GenAssist: Making Image Generation Accessible

Mina Huh,Yi-Hao Peng,Amy Pavel
DOI: https://doi.org/10.48550/arXiv.2307.07589
IF: 6.4588
2023-07-14
Human-Computer Interaction
Abstract:Blind and low vision (BLV) creators use images to communicate with sighted audiences. However, creating or retrieving images is challenging for BLV creators as it is difficult to use authoring tools or assess image search results. Thus, creators limit the types of images they create or recruit sighted collaborators. While text-to-image generation models let creators generate high-fidelity images based on a text description (i.e. prompt), it is difficult to assess the content and quality of generated images. We present GenAssist, a system to make text-to-image generation accessible. Using our interface, creators can verify whether generated image candidates followed the prompt, access additional details in the image not specified in the prompt, and skim a summary of similarities and differences between image candidates. To power the interface, GenAssist uses a large language model to generate visual questions, vision-language models to extract answers, and a large language model to summarize the results. Our study with 12 BLV creators demonstrated that GenAssist enables and simplifies the process of image selection and generation, making visual authoring more accessible to all.
What problem does this paper attempt to address?
The paper aims to address the issues faced by blind and low vision (BLV) creators when using text-to-image generation tools. Specifically, the paper focuses on the following points: 1. **Existing Challenges**: BLV creators face numerous obstacles when creating or searching for images, including difficulties in using visual editing tools and evaluating image search results. Although existing automated descriptions (such as auto-captions, object detection, etc.) can provide some assistance, these descriptions are often insufficient for creators to fully understand the content and quality of the images. 2. **Accessibility of Text-to-Image Generation Tools**: While advanced text-to-image generation models (such as DALL-E, Stable Diffusion, etc.) can generate high-quality images based on text descriptions, these tools are not user-friendly for BLV users because they require users to visually inspect and iteratively optimize input prompts to select satisfactory images. 3. **GenAssist System**: The paper proposes a new system called GenAssist, aimed at improving the accessibility of the text-to-image generation process.
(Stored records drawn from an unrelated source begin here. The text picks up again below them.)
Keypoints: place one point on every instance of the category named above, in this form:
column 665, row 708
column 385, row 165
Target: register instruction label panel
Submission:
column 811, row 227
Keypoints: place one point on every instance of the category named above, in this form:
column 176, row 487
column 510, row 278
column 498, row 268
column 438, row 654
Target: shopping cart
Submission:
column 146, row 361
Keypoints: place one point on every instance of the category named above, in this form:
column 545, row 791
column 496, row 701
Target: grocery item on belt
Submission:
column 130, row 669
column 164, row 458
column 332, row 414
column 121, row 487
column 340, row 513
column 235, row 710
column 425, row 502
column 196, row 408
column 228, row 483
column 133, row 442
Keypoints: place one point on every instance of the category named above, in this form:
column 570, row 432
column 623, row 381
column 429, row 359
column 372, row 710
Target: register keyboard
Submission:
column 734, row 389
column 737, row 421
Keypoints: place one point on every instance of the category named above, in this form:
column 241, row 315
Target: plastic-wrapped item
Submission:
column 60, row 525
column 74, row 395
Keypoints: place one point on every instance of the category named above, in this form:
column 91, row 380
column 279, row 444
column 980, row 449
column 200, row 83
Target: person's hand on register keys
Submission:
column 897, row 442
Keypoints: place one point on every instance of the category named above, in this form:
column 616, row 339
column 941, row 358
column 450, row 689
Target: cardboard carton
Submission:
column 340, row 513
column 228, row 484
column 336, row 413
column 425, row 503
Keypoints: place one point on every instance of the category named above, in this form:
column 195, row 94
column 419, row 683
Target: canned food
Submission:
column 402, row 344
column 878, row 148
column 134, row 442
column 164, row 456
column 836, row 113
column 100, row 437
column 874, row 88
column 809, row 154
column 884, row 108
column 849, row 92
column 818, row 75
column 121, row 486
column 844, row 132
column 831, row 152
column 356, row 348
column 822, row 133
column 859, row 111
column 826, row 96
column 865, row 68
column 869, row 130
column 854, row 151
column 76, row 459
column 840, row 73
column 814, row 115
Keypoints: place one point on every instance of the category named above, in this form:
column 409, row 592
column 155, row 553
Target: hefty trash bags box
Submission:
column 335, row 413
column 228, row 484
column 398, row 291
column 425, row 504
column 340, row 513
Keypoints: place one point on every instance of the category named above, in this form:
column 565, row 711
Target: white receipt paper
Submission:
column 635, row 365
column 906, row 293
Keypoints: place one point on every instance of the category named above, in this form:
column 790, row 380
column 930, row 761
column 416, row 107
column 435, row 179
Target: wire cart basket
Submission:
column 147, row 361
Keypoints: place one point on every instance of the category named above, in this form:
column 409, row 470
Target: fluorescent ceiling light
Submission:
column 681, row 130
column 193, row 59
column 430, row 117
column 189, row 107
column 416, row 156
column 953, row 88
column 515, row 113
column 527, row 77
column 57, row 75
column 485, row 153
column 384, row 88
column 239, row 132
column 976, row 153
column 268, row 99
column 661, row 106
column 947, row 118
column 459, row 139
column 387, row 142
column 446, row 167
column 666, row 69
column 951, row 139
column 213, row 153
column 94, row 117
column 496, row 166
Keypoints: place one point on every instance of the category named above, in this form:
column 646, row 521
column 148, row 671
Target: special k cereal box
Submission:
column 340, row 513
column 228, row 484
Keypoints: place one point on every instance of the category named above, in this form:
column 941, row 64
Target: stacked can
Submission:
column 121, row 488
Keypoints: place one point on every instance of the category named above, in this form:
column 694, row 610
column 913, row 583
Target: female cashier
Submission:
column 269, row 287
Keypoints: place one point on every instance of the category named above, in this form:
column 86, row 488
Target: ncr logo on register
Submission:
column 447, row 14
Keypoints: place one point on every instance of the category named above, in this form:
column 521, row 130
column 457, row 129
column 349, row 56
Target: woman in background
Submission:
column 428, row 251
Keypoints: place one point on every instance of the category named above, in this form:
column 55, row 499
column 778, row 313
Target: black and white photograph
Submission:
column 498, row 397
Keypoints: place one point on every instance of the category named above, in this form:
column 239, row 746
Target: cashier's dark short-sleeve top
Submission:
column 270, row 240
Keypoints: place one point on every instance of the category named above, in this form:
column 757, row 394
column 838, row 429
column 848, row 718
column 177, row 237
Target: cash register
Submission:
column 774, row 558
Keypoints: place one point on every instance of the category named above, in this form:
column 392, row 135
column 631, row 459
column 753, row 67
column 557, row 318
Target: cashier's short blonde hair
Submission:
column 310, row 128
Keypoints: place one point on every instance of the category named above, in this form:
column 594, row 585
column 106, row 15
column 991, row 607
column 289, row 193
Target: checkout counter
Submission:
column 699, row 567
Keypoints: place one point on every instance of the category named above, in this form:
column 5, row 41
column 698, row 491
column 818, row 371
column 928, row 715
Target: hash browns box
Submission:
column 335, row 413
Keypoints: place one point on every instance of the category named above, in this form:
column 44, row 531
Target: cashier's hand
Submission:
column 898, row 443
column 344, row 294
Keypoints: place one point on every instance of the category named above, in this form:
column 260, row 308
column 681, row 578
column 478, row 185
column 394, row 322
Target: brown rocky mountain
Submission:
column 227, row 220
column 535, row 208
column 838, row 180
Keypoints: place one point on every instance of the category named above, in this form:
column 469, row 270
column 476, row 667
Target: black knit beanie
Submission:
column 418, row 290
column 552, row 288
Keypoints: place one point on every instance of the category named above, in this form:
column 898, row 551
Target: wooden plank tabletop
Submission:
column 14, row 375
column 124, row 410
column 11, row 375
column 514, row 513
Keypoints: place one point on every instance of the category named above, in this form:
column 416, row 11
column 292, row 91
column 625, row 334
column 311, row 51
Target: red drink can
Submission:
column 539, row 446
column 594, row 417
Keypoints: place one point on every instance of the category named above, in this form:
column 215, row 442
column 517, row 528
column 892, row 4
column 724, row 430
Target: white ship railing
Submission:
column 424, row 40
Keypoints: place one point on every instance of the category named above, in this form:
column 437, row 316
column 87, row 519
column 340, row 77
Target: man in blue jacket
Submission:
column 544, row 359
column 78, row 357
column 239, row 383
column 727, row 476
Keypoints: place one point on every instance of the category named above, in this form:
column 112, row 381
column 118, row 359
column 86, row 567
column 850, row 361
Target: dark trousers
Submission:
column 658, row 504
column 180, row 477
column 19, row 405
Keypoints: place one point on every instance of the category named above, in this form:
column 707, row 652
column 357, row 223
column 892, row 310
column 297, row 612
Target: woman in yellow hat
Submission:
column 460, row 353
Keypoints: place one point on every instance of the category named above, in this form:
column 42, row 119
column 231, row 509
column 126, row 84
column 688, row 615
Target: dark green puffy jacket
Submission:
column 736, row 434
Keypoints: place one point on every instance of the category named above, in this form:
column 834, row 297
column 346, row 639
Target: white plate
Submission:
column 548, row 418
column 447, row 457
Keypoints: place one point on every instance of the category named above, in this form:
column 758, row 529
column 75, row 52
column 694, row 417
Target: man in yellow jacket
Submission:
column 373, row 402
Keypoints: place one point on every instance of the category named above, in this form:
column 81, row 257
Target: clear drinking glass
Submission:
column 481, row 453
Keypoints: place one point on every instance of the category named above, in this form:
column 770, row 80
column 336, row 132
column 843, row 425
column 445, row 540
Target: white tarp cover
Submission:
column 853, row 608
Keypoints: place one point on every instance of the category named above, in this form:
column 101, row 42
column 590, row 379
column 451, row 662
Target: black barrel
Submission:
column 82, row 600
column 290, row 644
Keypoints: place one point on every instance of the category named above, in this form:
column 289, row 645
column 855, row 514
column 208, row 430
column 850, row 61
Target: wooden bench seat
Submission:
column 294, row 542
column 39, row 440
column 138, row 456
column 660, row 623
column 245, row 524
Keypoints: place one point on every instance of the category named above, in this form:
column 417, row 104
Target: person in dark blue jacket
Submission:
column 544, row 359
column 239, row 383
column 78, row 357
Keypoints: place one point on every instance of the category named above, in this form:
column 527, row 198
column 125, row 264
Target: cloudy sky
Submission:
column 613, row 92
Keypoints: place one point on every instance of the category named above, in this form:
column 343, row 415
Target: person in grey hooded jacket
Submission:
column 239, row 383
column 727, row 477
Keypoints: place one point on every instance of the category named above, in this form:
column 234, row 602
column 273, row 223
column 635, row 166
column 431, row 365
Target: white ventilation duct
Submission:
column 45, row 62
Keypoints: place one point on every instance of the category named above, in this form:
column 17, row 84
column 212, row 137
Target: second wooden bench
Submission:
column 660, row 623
This system helps BLV creators in the following ways: - **Verifying if the generated images match the prompts**: Allows users to confirm whether the generated images follow the original text descriptions. - **Extracting visual details not specified in the prompts**: Provides information about content in the images that was not mentioned in the prompts. - **Comparing similarities and differences between different images**: Helps users understand the distinctions between multiple candidate images through comparative descriptions. - **Interactive Questioning**: Supports users in asking questions about multiple images to obtain more information. 4. **User Study**: A study involving 12 BLV creators showed that GenAssist significantly enhances their ability to understand and select generated images, and increases their satisfaction with the image generation performance. In summary, the paper aims to improve the experience of BLV creators when using text-to-image generation tools by developing the GenAssist system, enabling them to more easily understand and select generated images.